Drinking culture is nothing new. The history of alcohol seems to date nearly as far back as the history of human beings, and with it, so does overindulgence on those intoxicating liquids. It’s no secret that regular, heavy drinking can cause serious health impacts, but what exactly are these, and what unintentional impacts might they have beyond just their consequences to your health? That’s exactly what we’ll be taking a look at today, as we explore the impacts of chronic heavy drinking.

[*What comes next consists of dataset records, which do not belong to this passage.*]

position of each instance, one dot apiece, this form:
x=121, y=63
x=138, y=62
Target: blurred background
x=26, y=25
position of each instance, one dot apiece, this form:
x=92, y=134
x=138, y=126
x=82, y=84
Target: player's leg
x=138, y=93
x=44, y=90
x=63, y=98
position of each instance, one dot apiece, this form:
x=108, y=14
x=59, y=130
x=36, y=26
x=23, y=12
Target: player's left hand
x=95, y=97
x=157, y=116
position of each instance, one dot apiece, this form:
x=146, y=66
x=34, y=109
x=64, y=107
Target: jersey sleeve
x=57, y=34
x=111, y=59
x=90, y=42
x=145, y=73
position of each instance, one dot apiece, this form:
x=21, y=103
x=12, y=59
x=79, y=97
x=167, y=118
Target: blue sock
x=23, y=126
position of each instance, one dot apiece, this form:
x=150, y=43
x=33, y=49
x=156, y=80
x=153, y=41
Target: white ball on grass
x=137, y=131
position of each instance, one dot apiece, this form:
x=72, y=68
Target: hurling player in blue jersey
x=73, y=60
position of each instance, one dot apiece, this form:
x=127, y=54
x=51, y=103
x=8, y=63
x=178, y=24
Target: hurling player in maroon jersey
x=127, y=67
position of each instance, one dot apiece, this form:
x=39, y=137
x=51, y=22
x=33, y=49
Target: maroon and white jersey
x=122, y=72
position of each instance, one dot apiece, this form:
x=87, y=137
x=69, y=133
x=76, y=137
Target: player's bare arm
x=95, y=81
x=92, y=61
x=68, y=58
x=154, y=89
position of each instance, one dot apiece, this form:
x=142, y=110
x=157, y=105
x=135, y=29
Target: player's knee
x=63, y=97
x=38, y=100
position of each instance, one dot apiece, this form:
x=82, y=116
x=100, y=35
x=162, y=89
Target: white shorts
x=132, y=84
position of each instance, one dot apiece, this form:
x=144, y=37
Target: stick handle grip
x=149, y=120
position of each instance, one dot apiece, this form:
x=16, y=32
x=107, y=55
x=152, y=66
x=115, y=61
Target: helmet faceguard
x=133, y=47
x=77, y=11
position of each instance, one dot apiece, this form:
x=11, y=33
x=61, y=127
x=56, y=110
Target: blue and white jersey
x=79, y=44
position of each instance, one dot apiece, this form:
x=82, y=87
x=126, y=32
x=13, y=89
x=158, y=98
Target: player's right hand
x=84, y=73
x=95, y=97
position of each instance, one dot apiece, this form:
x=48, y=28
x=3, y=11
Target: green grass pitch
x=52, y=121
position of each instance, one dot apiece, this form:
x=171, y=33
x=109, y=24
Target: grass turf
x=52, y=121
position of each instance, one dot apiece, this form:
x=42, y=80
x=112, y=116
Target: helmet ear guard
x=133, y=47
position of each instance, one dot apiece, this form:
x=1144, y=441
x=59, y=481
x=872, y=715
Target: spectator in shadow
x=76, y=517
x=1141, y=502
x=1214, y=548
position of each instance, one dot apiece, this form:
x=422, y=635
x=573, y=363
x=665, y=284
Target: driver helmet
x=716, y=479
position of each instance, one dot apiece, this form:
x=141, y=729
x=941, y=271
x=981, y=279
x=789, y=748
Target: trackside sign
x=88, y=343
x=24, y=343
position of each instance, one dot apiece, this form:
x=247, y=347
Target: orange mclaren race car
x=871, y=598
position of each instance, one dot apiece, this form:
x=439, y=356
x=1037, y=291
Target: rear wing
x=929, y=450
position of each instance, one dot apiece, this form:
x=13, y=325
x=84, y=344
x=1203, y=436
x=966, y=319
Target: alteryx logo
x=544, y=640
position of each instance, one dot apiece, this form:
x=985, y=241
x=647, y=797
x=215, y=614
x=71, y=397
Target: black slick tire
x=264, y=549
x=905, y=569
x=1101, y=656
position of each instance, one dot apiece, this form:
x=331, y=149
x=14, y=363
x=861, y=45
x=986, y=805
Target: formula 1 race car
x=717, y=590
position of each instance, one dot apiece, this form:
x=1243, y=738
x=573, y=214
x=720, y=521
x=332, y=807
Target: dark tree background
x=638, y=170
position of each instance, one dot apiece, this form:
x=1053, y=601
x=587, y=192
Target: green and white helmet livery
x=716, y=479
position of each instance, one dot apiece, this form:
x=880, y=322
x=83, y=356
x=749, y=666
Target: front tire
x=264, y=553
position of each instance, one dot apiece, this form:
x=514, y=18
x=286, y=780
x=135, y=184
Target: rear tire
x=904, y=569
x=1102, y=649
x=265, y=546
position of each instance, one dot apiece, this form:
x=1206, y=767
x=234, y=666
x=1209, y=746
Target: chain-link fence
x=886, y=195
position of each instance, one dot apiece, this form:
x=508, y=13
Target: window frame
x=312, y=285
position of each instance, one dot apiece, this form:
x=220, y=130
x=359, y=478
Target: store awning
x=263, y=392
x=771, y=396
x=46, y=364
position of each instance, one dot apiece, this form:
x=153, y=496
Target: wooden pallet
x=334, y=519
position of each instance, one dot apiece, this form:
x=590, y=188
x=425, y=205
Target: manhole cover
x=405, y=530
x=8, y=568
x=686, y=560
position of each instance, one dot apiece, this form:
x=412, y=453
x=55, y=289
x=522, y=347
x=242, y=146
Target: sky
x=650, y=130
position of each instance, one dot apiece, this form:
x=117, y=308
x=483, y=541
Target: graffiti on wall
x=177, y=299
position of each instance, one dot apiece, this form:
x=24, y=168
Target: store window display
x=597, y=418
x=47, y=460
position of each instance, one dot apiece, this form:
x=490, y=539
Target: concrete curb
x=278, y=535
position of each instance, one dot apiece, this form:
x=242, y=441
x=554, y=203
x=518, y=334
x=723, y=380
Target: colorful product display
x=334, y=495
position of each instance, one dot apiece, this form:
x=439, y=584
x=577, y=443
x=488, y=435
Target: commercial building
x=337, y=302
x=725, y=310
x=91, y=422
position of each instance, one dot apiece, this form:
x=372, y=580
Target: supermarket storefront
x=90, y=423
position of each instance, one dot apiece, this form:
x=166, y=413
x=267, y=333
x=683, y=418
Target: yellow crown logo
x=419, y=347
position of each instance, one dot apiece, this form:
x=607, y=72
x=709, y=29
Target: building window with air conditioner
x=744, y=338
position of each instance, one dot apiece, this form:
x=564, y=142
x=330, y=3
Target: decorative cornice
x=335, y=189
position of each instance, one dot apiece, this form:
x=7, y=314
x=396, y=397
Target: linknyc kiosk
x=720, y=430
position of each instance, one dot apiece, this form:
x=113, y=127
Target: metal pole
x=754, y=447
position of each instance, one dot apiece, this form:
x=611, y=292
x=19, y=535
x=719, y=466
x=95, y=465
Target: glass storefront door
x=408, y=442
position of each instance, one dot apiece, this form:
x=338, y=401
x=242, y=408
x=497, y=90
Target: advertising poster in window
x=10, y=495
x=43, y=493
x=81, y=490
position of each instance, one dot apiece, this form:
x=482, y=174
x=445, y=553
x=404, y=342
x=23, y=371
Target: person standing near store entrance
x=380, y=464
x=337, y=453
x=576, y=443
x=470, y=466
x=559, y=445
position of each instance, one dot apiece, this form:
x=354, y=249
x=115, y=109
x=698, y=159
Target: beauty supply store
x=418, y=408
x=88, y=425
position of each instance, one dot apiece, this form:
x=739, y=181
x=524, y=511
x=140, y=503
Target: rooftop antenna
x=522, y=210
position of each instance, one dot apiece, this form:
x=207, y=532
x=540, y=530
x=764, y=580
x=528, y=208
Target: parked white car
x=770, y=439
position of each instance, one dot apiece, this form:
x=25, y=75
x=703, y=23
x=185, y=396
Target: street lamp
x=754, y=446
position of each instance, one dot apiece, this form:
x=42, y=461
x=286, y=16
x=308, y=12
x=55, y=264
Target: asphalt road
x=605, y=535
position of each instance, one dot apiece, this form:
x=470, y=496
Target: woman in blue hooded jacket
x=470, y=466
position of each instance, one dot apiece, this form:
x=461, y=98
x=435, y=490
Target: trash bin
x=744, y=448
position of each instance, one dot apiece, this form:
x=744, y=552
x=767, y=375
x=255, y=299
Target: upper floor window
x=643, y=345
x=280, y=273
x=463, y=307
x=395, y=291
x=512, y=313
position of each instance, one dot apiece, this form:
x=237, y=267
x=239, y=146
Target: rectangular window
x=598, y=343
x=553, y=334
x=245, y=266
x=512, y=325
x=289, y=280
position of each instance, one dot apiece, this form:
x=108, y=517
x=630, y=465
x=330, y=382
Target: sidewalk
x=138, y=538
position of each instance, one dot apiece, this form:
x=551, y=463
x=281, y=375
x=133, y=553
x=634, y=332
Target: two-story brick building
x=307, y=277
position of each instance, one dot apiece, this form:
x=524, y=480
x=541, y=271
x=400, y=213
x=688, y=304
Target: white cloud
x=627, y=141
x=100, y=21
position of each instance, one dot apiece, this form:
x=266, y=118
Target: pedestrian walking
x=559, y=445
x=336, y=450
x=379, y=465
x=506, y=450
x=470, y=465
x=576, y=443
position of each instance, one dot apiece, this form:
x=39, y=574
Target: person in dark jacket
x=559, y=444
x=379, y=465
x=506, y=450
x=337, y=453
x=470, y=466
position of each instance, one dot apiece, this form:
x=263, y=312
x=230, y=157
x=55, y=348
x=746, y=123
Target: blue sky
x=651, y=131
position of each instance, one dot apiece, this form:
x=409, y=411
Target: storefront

One of the primary organs affected by heavy drinking is your liver. Years of alcohol abuse, sources like Healthline detail, can “cause the liver to become inflamed and swollen.” This condition is known as cirrhosis, and as your liver’s healthy tissue is replaced with scarred tissue, it will lose its function, leading to multiple health complications.
Heart Disease & Anemia
When you drink too heavily, you’re more likely to have heightened levels of fats and cholesterol in your body. This can lead to blood clots, and heart disease as your body has increased difficulty with circulation.
What’s more, alcohol will interfere with your body’s ability to create health blood cells (which are critical for transporting oxygen through the bloodstream). The result? Ulcers and inflammation are common problems, as well as decreased iron levels from lack of proper nutrition.
Could there be a link between alcohol and certain kinds of cancers? Medical science says yes, with alcohol being known to damage cellular structures in your mouth, throat, esophagus, liver and intestines. This alone can lead to an increased cancer risk, and when heavy drinking is combined with smoking, it might grant those cancer causing components of tobacco easier access to your cells.
Problems With The Nervous System
We’ve all seen the chronic drinker who has difficulty forming sentences and trouble with their memory. This is because alcohol interferes with your nervous system and your brain’s ability to communicate with the rest of the body. In addition to impacting your speech and memory, alcohol can ruin your mood, leading to depression, and even dementia.
Trouble On The Road
Drinking too much can also affect your health in indirect ways. Drunk driving can lead to incidents on the road in which you can be injured, and even if you aren’t, as any top rated personal injury lawyer can attest, you’ll need strong representation for DUI offenses, as the resulting stress from such incidents can be quite the burden to bear.
Remember that chronic drinking can affect your life and health in more ways than one, and seek help if your drinking is getting to the point where it’s unmanageable.